Queen Palm Trimming


Queen palms do not usually grow that tall and are easily trimmed from a ladder.

I am still working on these posts on the palm trees that grow in our area. I have not yet covered the date palms, various miniature palms and the Queen Palms – the subject of this post.

First an apology for not adding much new material the last few weeks. The excuse is simply that we have been very busy doing routine work and there has not been much exciting news to talk about. Yesterday we did take out a huge Eucalyptus, a big pine and an Italian Cypress to make way for a home renovation/addition/replacement at a golf course community here in Wickenburg. I have a video of the Eucalyptus hitting the ground that I will try to get on here sometime in the future.

For now, I have some information to share about Queen Palms. I was asked by a Homeowners Association in Phoenix to quote trimming and “deep root fertilizing” some Queen Palms on their property. For the most part, trees don’t have “deep” roots so the term is a little strange. I corresponded with a professor at the University of Arizona about the situation and she agreed that “Since the active roots of the palms are quite shallow, you would be wasting fertilizer and perhaps not treating where needed at all.” This is the approach we took on the quote and have not heard back yet.

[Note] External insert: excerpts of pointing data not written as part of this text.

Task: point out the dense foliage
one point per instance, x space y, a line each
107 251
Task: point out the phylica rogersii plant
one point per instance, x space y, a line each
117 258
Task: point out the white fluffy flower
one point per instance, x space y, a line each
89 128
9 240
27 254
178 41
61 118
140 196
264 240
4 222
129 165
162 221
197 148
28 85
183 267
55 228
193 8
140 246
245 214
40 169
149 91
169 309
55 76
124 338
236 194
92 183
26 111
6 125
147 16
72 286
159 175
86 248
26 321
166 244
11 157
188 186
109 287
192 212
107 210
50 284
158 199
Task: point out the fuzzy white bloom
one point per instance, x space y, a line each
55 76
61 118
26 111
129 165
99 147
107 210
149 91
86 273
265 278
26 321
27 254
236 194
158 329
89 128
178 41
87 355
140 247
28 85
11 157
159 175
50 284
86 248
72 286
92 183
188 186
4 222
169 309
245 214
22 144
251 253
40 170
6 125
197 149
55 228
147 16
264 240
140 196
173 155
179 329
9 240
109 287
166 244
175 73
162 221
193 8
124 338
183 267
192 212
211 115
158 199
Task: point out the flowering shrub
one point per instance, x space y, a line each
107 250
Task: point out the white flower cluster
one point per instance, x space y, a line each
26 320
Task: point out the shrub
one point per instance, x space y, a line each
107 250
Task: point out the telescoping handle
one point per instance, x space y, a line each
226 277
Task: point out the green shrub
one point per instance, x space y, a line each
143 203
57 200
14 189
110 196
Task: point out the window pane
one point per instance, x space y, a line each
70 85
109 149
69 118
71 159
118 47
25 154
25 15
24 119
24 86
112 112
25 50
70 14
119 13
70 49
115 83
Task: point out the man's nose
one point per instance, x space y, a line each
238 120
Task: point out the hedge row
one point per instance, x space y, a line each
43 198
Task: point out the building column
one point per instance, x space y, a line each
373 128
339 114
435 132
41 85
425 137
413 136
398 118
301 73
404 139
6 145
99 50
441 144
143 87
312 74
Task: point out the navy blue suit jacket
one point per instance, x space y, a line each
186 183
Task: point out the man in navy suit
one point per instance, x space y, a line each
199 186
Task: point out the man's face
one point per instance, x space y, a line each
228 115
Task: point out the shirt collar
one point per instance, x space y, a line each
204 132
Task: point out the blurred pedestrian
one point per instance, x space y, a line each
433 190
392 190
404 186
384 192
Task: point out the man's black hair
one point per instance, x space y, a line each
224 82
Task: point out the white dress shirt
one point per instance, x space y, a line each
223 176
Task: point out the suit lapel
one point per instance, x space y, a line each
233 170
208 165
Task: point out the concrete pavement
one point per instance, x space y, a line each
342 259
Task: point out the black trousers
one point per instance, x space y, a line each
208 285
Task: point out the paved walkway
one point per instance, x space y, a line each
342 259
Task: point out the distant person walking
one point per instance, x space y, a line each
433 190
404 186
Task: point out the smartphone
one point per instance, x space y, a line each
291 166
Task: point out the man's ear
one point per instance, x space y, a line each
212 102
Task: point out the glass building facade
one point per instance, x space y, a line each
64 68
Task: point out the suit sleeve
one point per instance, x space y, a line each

I find that there are some homeowners that desire to know more about their trees and how to take care of them. They will welcome new knowledge and quickly modify their practices to bring them in line with currently accepted practises. There are others who simply turn a deaf ear and continue to treat their trees with outdated and harmful methods even when confronted with better knowledge. I like to work for the first group of people!

Trimming of Queen Palms is not as critical as the fan palms that I’ve covered in previous posts. They do have seed stalks but don’t seem to make such a mess. We are almost a little too cold here in the winter for Queen Palms, so we usually see some cold damage after the winter is over. It is important to wait to trim the fronds until after all the cold weather is past. Taking off the damaged fronds too early could expose more fronds to damage if the temperatures dip again. After that, it is just an aesthetic decision as to when to trim.

The frond bases (skins) on Queen Palms is very thick and tough to cut. We usually use a chainsaw (VERY carefully) to remove them if the customer so desires. There is no harm to the tree if they are left on.

I have a couple photos of us trimming some Queen Palms back when Shannon still worked for me, so he will be making a guest appearance in this post. I understand he is getting along well with his Army training!

Shannon trimming a Queen Palm from the ladder.


We had cut the “skins” off these trees last year, so only needed to remove the fronds that were damaged by the cold along with a few seed stalks. These are pretty large Queen Palms for our area, in Phoenix I have seen much larger ones! This picture shows the feathery fronds that people like so well.